Удивительное дело, но жаль Иванушку. Жаль куда более других, хотя любовная неудача постигла и его отца и советника. Он, что ни говори, жертва — притом именно их жертва: это они, а не кто иной, его, а не кого другого, насильно хотят женить на нелюбимой и насильно разлучают с любимой. В отличие от отца и от советника он неволен и принуждаем. Тем мешает общий закон («Бог соединяет…»), ему — еще и их частная злая воля.
Вмешательство драматизма в сатиру многозначительно. Оно если не показывает, то подсказывает, что исторический прототип петиметра не однозначен.
«В Париже, — хвастает Иванушка, за которым приглядывает и проглядывает насмешливый автор, — все почитали меня так, как я заслуживаю».
(Именно так, — словно бы поддакивает Фонвизин, — ничуть не более того, что ты заслужил.)
«Куда бы я ни приходил, — продолжает ведомый им герой, — везде или я один говорил, или все обо мне говорили. Все моим разговором восхищались. Где меня ни видали, везде у всех радость являлася на лицах, и часто, не могши ее скрыть, декларировали ее таким чрезвычайным смехом, который прямо показывал, что они обо мне думают».
Он смешон в России; смешон был, оказывается, и во Франции. Словом, «видели в нем переодетого по-европейски татарина, а в глазах своих он казался родившимся в России французом».
Не правда ли, блестящая характеристика Иванушки? И как перефразировано здесь его горделиво-комичное заявление: «Тело мое родилося в России, это правда; однако дух мой принадлежал короне французской». Вот он, «родившийся в России француз»…
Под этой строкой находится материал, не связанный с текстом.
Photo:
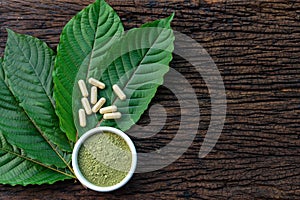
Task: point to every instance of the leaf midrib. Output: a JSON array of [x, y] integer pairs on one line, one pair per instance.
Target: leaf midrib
[[35, 72], [131, 77], [33, 122]]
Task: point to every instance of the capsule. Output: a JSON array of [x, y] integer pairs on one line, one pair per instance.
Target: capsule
[[119, 92], [98, 105], [82, 118], [96, 83], [108, 109], [83, 88], [86, 105], [114, 115], [94, 95]]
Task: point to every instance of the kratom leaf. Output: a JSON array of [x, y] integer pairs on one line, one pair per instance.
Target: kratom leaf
[[17, 169], [137, 62], [27, 115], [84, 41]]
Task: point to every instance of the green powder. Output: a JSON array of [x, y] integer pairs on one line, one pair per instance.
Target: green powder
[[104, 159]]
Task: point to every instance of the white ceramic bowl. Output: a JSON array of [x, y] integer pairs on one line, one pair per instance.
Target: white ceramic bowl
[[99, 130]]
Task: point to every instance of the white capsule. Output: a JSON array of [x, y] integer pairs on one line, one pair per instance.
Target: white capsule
[[98, 105], [83, 88], [94, 95], [119, 92], [115, 115], [82, 117], [108, 109], [86, 105], [96, 83]]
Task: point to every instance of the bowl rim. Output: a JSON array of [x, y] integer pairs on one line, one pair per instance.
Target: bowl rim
[[82, 139]]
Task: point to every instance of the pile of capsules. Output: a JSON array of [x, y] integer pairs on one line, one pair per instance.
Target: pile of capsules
[[109, 112]]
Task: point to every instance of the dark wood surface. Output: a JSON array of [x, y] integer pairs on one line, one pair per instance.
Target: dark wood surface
[[256, 46]]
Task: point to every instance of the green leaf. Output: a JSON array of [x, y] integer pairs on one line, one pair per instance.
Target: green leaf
[[137, 63], [84, 41], [27, 115], [17, 169]]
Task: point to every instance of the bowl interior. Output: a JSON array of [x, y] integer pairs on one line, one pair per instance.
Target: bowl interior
[[80, 142]]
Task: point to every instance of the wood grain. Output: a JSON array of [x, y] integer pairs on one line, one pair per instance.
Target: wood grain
[[256, 46]]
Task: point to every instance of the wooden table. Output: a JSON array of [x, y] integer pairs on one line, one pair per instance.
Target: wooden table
[[256, 47]]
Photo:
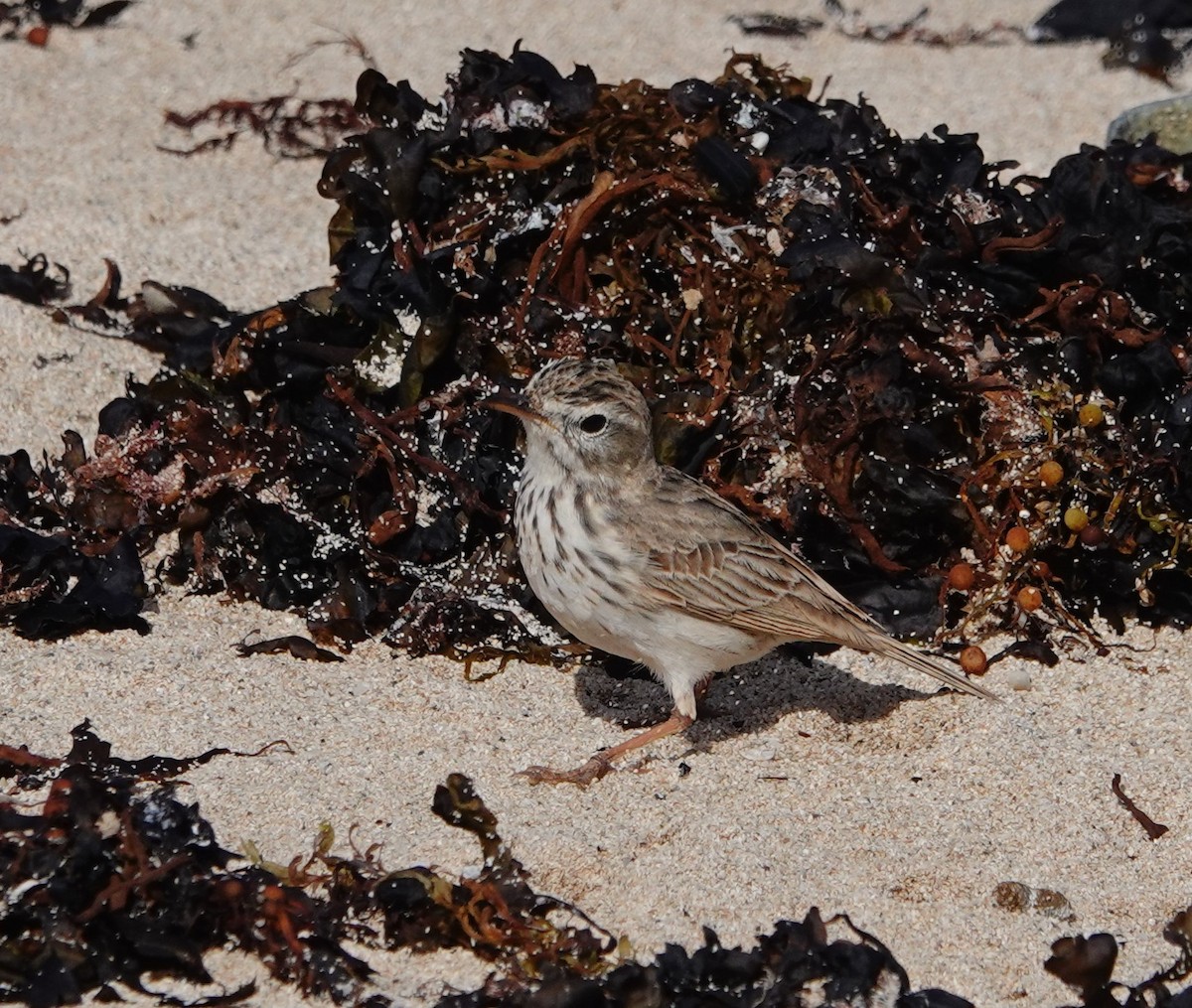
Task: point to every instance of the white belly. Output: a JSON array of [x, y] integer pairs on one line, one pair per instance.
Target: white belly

Но дело в том, что это сказано вовсе не об Иванушке; так Ключевский определил многоглавый тип дворянина екатерининской эпохи, который, прикоснувшись по моде времени к французскому воспитанию и французским идеям, даже не пытается понять российскую жизнь. Тип ни в коем случае не комический:
«Усвоенные им манеры, привычки, симпатии, понятия, самый язык — все было чужое, привозное, все влекло его в заграничную даль, а дома у него не было никакой органической связи с окружающим, не было никакого житейского дела, которое он считал бы серьезным…»
Между прочим, и фонвизинский петиметр отворачивался с брезгливостью и от военного устава, предлагаемого отцом, и от уложения и указов, рекомендуемых советником. Всё не по нраву, всё не интересно.
«Всю жизнь помышляя о „европейском обычае“, о просвещенном обществе, — продолжает историк, — он старался стать между своими и чужими и только становился чужим между своими. В Европе видели в нем переодетого по-европейски татарина, а в глазах своих он казался родившимся в России французом. В этом появлении культурного межеумка, исторической ненужности было много трагизма, и мы готовы жалеть о нем, предполагая, что ему самому подчас становилось невыносимо тяжело чувствовать себя в таком положении».
Вот этого уж об Иванушке не скажешь: ему, персонажу комедии, карикатуре, межеумочность не обременительна; однако забудем пока о нем, сейчас речь о типе не литературном, но историческом:
«Очутившись… между двумя житейскими порядками, в каком-то пустом пространстве, где нет истории, русский мыслитель удобно устроился на этой центральной полосе между двумя мирами, пользуясь благами обоих, получая крепостные доходы, с одной стороны, умственные и эстетические подаяния — с другой. Поселившись в этой уютной пустыне, природный сын России, подкинутый Франции, а в действительности человек без отечества, как называли его жившие тогда в России французы, он холодно и просто решил, что порядок в России есть assez immoral[21], потому что в ней il n'y a presqu'ausune opinion publique[22], и думал, что этого вполне достаточно, чтоб игнорировать все, что делалось в России. Так незнание вело к равнодушию, а равнодушие приводило к пренебрежению».
Невозможно винить современников «исторической ненужности», Сумарокова ли, Елагина или Княжнина, не сумевших увидеть в ее явлении ничего серьезнее накипи, поверхности, петиметра, да и в нем самом разглядевших лишь хвастливую галломанию и расслышавших только смешной жаргон (Фонвизин, конечно, дело иное, но и у него серьезность прорвалась «нечаянно», как заметил Достоевский по другому поводу, но тоже в связи с «Бригадиром»; эта нечаянность — не что иное, как интуиция художника, опережающая его сознание). Конечно, и в то время были люди, сознававшие опасность и драматизм межеумочности, но не среди литераторов: литература не была еще готова к объемному выражению жизни, она больше спешила осмеять или воспеть, чем понять. Да и среди людей, глядящих глубже, преобладала ворчливость, а не трезвость, упрямая нормативность, а не способность «войти в положение» (как у того же князя Щербатова)… впрочем, подобное — беда всех почти современников. В любую эпоху.